The Agent custom resource is a framework-agnostic contract for deploying an AI agent workload on Kubernetes. It declares what the agent does (via description, instruction, and model), how it is packaged (via framework or image), and what it can reach (tools and sub-agents). The operator translates that contract into a Deployment and Service, abstracting away the container plumbing.

The AgenticWorkforce resource groups one or more Agent resources under a named entry point. It adds a layer of organisational metadata (name, description, owner, tags) and drives automatic discovery of all transitive agents and tools reachable from those entry points.

Why it exists

Before the Agent CRD, deploying an AI agent meant writing bespoke Kubernetes manifests that hard-coded framework-specific environment variables, port conventions, and health-probe paths. Each team solved the same boilerplate differently, making cross-team sharing and operator-managed upgrades impractical.

The Agent CRD captures the stable parts of that contract — framework, protocols, tools, sub-agents — while the operator manages the volatile parts (image resolution, probe configuration, environment variable marshalling). This lets teams describe what an agent is without caring which template image version implements it.

AgenticWorkforce was introduced to answer a common operational question: "what agents and tools are actually running in my system right now?" Without it, that answer required manually tracing sub-agent references across multiple YAML files. The workforce resource makes discovery automatic and surfaced in status.

How it fits

Each Agent sits inside the Agent Runtime Operator's reconciliation loop. The operator watches Agent resources cluster-wide, creates the underlying workload resources, and updates status.url when an A2A protocol is configured.
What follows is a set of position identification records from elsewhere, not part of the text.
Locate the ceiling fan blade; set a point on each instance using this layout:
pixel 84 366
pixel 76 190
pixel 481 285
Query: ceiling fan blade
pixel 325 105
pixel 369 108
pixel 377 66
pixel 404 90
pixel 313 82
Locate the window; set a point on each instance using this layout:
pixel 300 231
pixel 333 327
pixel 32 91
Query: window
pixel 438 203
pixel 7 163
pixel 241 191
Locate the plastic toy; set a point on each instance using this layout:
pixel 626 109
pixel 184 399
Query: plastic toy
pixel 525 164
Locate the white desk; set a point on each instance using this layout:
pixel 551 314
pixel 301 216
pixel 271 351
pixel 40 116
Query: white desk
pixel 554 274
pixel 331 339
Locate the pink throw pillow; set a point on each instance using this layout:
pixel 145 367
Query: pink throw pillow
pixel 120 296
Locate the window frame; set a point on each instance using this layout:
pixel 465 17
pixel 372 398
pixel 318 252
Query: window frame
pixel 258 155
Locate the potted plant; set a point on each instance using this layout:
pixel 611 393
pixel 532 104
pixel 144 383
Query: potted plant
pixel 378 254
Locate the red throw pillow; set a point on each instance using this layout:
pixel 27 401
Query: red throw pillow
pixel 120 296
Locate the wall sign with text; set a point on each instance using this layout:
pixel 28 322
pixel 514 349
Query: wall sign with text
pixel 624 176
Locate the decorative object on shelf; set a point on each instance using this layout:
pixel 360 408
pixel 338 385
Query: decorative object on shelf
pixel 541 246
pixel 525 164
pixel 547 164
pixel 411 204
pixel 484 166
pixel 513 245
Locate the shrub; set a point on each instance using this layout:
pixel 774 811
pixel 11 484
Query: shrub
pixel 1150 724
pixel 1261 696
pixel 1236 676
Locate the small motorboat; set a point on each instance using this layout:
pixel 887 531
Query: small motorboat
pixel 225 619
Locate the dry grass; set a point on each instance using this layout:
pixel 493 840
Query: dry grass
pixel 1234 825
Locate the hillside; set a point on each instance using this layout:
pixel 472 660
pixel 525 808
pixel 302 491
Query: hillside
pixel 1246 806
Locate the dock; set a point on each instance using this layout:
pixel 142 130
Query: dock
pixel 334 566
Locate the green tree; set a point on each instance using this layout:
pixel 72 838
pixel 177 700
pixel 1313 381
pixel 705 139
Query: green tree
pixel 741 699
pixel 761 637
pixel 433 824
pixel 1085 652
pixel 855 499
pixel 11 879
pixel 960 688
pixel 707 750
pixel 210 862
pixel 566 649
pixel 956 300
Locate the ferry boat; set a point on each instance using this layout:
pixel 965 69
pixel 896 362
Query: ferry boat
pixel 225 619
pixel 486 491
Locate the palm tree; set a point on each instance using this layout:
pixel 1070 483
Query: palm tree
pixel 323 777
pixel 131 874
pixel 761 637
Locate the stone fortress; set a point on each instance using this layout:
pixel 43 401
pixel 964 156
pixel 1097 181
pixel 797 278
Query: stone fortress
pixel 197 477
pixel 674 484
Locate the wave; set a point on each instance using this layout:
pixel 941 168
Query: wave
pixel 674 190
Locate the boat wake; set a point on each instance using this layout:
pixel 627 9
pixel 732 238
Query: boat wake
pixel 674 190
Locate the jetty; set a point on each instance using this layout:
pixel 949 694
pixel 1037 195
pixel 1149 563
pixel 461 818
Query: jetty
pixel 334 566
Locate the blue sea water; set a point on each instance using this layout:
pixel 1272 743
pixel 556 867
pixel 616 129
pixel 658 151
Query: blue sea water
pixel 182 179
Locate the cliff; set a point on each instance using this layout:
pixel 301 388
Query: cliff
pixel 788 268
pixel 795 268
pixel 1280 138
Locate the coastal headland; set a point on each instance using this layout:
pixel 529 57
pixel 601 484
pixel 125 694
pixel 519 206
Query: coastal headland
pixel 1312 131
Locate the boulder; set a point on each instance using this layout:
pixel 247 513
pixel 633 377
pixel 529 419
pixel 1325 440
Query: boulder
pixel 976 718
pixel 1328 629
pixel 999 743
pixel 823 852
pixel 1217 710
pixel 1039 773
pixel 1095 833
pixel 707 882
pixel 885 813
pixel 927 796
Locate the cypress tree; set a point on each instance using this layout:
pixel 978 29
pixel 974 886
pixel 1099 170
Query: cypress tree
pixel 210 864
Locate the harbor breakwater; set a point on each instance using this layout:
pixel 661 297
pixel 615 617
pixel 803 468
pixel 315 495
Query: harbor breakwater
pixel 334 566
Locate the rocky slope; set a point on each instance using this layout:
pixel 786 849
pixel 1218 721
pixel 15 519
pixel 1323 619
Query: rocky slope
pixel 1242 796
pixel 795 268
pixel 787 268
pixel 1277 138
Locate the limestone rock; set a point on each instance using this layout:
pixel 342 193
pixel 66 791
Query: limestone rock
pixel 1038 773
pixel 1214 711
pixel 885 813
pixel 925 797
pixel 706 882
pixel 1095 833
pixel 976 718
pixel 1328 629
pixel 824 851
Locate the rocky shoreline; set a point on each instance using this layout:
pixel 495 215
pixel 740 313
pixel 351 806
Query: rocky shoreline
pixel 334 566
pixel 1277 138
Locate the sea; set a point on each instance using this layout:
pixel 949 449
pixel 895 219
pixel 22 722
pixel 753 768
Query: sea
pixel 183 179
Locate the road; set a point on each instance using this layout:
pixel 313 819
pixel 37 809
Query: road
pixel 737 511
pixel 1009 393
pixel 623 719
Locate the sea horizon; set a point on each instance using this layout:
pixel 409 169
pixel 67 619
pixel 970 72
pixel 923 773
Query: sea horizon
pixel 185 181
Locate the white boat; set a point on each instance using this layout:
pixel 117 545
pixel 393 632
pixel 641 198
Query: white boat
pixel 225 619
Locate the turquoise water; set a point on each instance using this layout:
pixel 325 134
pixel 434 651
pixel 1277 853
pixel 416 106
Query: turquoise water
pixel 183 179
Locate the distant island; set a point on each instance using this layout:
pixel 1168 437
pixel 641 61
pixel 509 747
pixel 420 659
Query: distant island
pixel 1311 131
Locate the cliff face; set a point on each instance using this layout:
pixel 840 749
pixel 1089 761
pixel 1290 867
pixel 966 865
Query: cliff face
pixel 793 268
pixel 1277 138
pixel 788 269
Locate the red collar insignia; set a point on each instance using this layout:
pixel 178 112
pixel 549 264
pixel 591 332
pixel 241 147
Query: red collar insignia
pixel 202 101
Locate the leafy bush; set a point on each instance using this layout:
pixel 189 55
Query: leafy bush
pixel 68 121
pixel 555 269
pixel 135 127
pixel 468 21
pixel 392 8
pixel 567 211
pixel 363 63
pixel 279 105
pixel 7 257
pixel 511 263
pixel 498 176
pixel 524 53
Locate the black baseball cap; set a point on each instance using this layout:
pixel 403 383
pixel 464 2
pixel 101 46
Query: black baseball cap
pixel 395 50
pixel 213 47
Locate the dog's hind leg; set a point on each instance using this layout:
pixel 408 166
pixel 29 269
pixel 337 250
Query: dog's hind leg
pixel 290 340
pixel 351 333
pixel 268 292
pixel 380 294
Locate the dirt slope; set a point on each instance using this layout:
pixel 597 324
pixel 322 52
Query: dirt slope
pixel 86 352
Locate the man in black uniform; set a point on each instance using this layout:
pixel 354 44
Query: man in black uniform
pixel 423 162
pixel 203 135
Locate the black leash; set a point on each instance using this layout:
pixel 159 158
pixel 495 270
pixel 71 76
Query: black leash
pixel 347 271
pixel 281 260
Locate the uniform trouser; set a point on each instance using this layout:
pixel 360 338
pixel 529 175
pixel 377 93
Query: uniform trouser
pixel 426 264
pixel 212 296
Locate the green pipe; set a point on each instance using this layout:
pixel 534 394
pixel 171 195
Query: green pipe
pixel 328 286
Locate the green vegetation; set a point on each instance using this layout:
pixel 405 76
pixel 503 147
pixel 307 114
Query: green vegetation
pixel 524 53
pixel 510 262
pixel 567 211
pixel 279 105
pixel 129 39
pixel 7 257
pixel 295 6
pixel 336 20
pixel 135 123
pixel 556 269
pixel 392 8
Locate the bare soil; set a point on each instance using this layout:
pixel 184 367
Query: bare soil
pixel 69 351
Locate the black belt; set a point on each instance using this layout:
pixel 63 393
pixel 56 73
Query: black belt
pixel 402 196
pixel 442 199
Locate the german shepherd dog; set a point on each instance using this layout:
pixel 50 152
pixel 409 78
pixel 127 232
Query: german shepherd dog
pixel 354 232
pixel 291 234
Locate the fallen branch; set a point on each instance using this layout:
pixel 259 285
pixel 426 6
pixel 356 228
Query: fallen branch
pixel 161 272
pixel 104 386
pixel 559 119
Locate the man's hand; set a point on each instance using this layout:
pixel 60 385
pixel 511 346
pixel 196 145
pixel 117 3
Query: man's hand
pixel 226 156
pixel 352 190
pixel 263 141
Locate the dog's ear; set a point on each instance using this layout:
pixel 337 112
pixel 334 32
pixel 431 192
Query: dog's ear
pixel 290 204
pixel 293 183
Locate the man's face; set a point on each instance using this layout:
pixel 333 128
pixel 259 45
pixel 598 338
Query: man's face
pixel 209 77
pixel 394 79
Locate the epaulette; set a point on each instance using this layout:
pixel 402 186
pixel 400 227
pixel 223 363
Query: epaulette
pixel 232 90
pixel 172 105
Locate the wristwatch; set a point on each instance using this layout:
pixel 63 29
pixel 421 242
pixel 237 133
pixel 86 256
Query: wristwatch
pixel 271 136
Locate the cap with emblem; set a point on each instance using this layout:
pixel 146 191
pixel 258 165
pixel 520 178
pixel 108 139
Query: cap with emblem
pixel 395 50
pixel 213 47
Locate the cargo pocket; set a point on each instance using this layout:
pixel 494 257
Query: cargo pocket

Tools are reached via ToolServer (in-cluster) or ToolRoute (via a tool gateway). Sub-agents are reached via in-cluster Agent references (resolved to cluster-local URLs by the operator) or by direct remote URLs.

AgenticWorkforce references Agent resources by name and namespace. The operator crawls the sub-agent graph at reconcile time and writes the discovered set into status.transitiveAgents and status.transitiveTools. No runtime traffic passes through the workforce resource itself — it is purely an observability and grouping construct.

Trade-offs and alternatives

Template vs custom image

Template-based agents (spec.framework without spec.image) let the operator manage the container image. The operator resolves the image from its built-in registry, keyed by framework. This means zero image-management overhead: a template agent picks up the latest tested image on upgrade. The trade-off is that you cannot add custom Python dependencies or specialised runtime behaviour.

Custom-image agents (spec.image set explicitly) give you full control over the runtime. You own the image build and the upgrade cycle. Choose this path when you have dependencies that the template image cannot provide, when you are migrating existing agent code, or when you need runtime behaviour the template does not support.

Both modes share the same spec.tools, spec.subAgents, spec.protocols, and spec.env contracts, so you can switch between them by adding or removing spec.image without restructuring the rest of the spec.

AgenticWorkforce vs individual Agents

Individual Agent resources are self-contained and need no workforce. Use AgenticWorkforce when you want a named, ownable unit that groups several entry points, when you need automatic transitive discovery for auditing or documentation, or when you want to organise agents by business domain with tags.